Q3. The text describing the SimPO experiment mentions filtering Ultrafeedback and Anthropic HH to make 40K sized datasets. What kind of filtering was done, and why?
We applied two primary criteria to ensure the high quality and reliability of the preference data used for training. We discarded data points where the preferred response was rated lower than or equal to the rejected response. This step was crucial for eliminating inherently inconsistent or ambiguous human judgments. We retained only instances where the preferred response received a score of 5 or higher on a 10-point scale. This ensured that the 'preferred' choice genuinely represented a positive example. We will integrate this clarification into the details section of the revised manuscript.
Q4. The AlpacaEval experiments use only the Orca DPO Pairs dataset. Why was only this dataset chosen for these experiments, and not Ultrafeedback and Anthropic HH too?
The Orca DPO Pairs dataset, due to its manageable size, allowed us to conduct extensive hyperparameter sweeps and robust, iterative evaluations. This was crucial for assessing core performance metrics without prohibitive resource expenditure and, critically, for thoroughly testing a wide range of hyperparameters to identify the optimal settings for each baseline and variant of our method. However, our core evaluation methodology across all datasets (Orca DPO, Ultrafeedback, and Anthropic HH) has consistently relied on direct head-to-head model comparisons. This approach was chosen to precisely measure preference learning efficacy and provide the most granular and direct insights into each method's performance. While AlpacaEval 2.0 is an important and widely recognized benchmark, it was incorporated primarily for comprehensiveness and broader context. The Orca DPO Pairs dataset allowed us to showcase the foundational benefits of our method in a setting where we could conduct the most thorough experiments. We will incorporate the comprehensive results into the revised version of our paper.

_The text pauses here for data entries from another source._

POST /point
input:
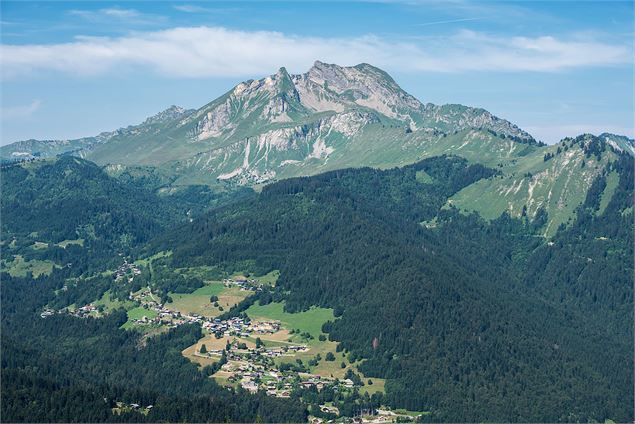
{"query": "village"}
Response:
(255, 355)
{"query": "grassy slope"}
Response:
(559, 185)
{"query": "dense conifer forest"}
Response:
(469, 319)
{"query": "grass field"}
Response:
(308, 321)
(198, 301)
(110, 305)
(65, 243)
(18, 267)
(137, 313)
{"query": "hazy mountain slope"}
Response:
(459, 333)
(555, 178)
(148, 129)
(279, 120)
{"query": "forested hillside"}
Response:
(457, 313)
(463, 318)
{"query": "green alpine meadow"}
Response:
(320, 246)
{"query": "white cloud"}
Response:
(189, 8)
(20, 112)
(113, 12)
(218, 52)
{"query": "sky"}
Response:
(74, 69)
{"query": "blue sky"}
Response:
(72, 69)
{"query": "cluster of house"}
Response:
(254, 377)
(243, 282)
(82, 312)
(121, 407)
(126, 269)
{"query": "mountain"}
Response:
(30, 149)
(281, 125)
(446, 313)
(335, 117)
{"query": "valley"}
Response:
(318, 247)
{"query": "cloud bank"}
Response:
(199, 52)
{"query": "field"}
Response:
(198, 301)
(211, 343)
(308, 321)
(110, 305)
(65, 243)
(137, 313)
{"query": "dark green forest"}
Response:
(471, 323)
(474, 320)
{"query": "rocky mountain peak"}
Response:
(167, 115)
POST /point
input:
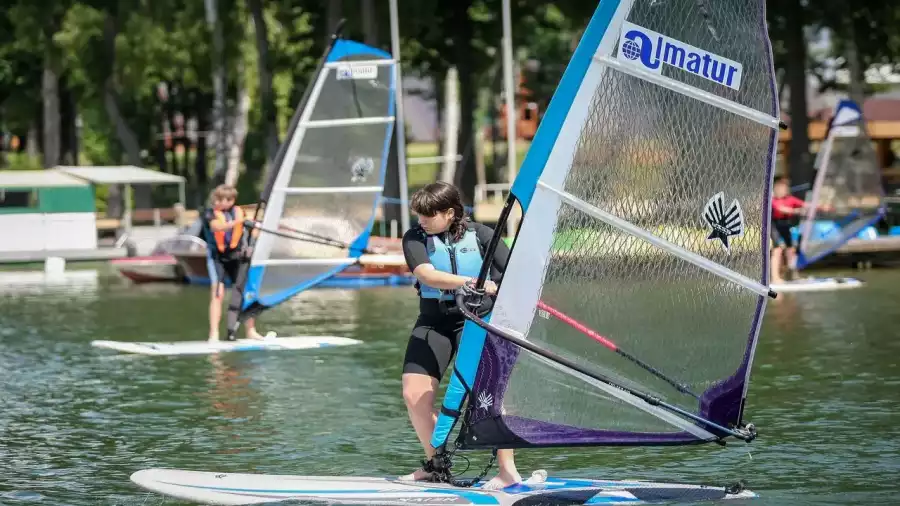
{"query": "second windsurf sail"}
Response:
(847, 195)
(321, 200)
(631, 304)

- The details of some the SimPO experiment in Section 4.1.1 and its purpose is unclear. The text refers to a "full size dataset", but it is unclear what this means. From the caption on Table 3, it looks like the experiment is comparing a RSimPO model trained on 20K samples against SimPO models trained on 20K and 40K instances. Is the point that RSimPO more sample efficient? Also the paragraph mentions filtering Ultrafeedback and Anthropic HH datasets, but it is not clear how and why they were filtered.
We appreciate the reviewer's questions for clarification regarding the SimPO experiment in Section 4.1.1. The primary purpose of this experiment was two-fold: (1) To demonstrate the scalability and performance improvement of RSimPO when trained on a larger dataset. By "full-size dataset," we refer to the 40K instance version of the dataset, showcasing RSimPO's ability to leverage more data for better performance. (2) To highlight RSimPO's annotation efficiency: The comparison between RSimPO trained on 20K samples and the SimPO model trained on 40K instances directly illustrates that our method can achieve comparable performance with significantly less annotated preference data.

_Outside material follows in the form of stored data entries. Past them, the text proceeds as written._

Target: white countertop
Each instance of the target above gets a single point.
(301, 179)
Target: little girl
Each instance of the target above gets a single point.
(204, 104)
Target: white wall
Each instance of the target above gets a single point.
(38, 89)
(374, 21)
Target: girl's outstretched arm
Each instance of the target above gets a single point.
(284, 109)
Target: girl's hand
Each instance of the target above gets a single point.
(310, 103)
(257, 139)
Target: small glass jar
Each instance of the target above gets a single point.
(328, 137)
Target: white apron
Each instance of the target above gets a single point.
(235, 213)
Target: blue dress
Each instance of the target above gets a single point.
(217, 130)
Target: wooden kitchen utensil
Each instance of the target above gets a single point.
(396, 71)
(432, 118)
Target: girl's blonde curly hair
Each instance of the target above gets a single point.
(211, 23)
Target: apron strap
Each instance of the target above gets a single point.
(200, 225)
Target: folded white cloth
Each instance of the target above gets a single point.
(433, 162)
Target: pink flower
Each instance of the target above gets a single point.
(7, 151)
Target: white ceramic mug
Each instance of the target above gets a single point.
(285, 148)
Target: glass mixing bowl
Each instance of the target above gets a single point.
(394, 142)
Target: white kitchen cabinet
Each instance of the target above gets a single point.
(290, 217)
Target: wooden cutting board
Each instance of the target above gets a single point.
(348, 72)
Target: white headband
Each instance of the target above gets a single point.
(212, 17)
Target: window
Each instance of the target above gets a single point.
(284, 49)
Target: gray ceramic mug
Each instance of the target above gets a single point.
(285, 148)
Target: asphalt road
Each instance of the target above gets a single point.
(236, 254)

Regarding the filtering of the Ultrafeedback and Anthropic HH datasets, we applied two main criteria to ensure data quality. Firstly, we *removed data points where the preferred response was rated lower than the rejected response, as these indicate inconsistent or ambiguous human judgments. We retained only instances where the preferred response received a score of 5 or higher on a 10-point scale, ensuring that the 'preferred' choice genuinely represented a strong positive example. We appreciate the feedback and will incorporate this clarification directly into Section 4.1.1 and the relevant Appendix section of the revised manuscript. We will also publish our complete data upon the end of the review process.
Q1. How exactly is p(r|y_w > y_l, x) computed in practice? It is clear that the model's assigned probability to target rationales is being computed, but what text is provided as context to the model?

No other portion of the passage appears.